Sarepta is shining, as its Duchenne Muscular Dystrophy (DMD) gene therapy Elevidys has been granted the much wider label the biotech was aiming for—making it available to four-year-olds and older. This news comes just about a week after Pfizer, which was fast on Sarepta’s heels with their own gene therapy for DMD, suffered a key Phase III trial failure.
Sales of Elevidys were $200.4 million in 2023, significantly exceeding estimates. Helping net the company over $1.145 billion last year: Sarepta also has several phosphorodiamidate morpholino oligomer (PMO) chemistry-based exon-skipping marketed therapies for DMD as well.
Sarepta almost missed a beat though when it reported, in Oct. 2023, that its pivotal Phase III of Elevidys failed on the primary endpoint—a measure of motor function, called the North Star Ambulatory Assessment. Despite this setback, the company said the results of the trial were positive and it planned to file for a label expansion to treat “all DMD patients” and to convert the drug’s accelerated approval into a standard approval. That seems to have been a wise choice.

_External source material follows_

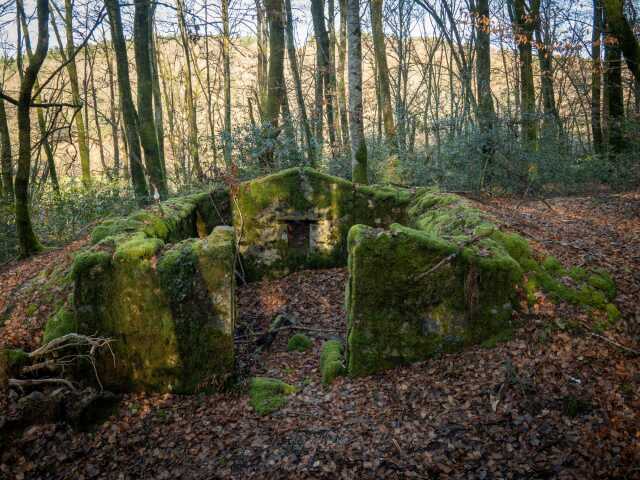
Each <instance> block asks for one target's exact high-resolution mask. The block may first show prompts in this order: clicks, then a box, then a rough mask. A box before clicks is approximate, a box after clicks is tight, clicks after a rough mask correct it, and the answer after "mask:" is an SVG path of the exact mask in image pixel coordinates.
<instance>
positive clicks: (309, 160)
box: [285, 0, 316, 165]
mask: <svg viewBox="0 0 640 480" xmlns="http://www.w3.org/2000/svg"><path fill="white" fill-rule="evenodd" d="M285 11H286V15H287V55H288V57H289V68H290V69H291V76H292V77H293V86H294V88H295V91H296V101H297V103H298V111H299V113H300V122H301V123H302V132H303V134H304V139H305V142H306V144H307V161H308V162H309V164H310V165H315V163H316V153H315V145H314V142H313V135H312V133H311V126H310V125H309V118H308V117H307V107H306V105H305V103H304V95H303V93H302V81H301V80H300V69H299V67H298V56H297V54H296V47H295V41H294V37H293V15H292V12H291V0H285Z"/></svg>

DMD is a genetic muscle wasting disorder caused by mutations of the protein dystrophin. The condition affects an estimated 1-in-3,500 male births worldwide. Elevidys (delandistrogene moxeparvovec-rokl) is a single-dose, adeno-associated virus (AAV)-based gene transfer therapy that delivers a transgene that codes for the targeted production of Elevidys micro-dystrophin in skeletal muscle.
Jerry Mendell, MD, co-inventor of Elevidys and senior advisor, Medical Affairs, Sarepta, said, “The initial approval of Elevidys was a significant milestone, and the expanded indication means clinicians now have a treatment option for the great majority of boys and young men living with Duchenne. This expansion speaks to the success of the science, the evidence and the improvements in the trajectory of the disease we have seen to date across studies
Elevidys was first approved under accelerated approval for ambulatory individuals four through five years of age with DMD with a confirmed mutation in the DMD gene. With this week’s FDA action, the drug received traditional approval in ambulatory individuals 4 years of age and older with DMD with a confirmed mutation in the DMD gene, and accelerated approval in non-ambulatory individuals four years of age and older with DMD with a confirmed mutation in the DMD gene.
“Representing many years of dedicated research, development, investment and creative energy, the expansion of the ELEVIDYS label to treat Duchenne patients aged four and above, regardless of ambulatory status, is a defining moment for the Duchenne community. Today also stands as a watershed occasion for the promise of gene therapy and a win for science,” said Doug Ingram, president and chief executive officer, Sarepta.
Pfizer meanwhile, said it will continue to closely monitor all participants enrolled in its late-stage DMD study as it considers appropriate next steps for the program. Last month the company reported that a patient in an earlier stage trial of 2- to 3-year-old boys had died from a cardiac arrest after receiving the therapy. The company is investigating why.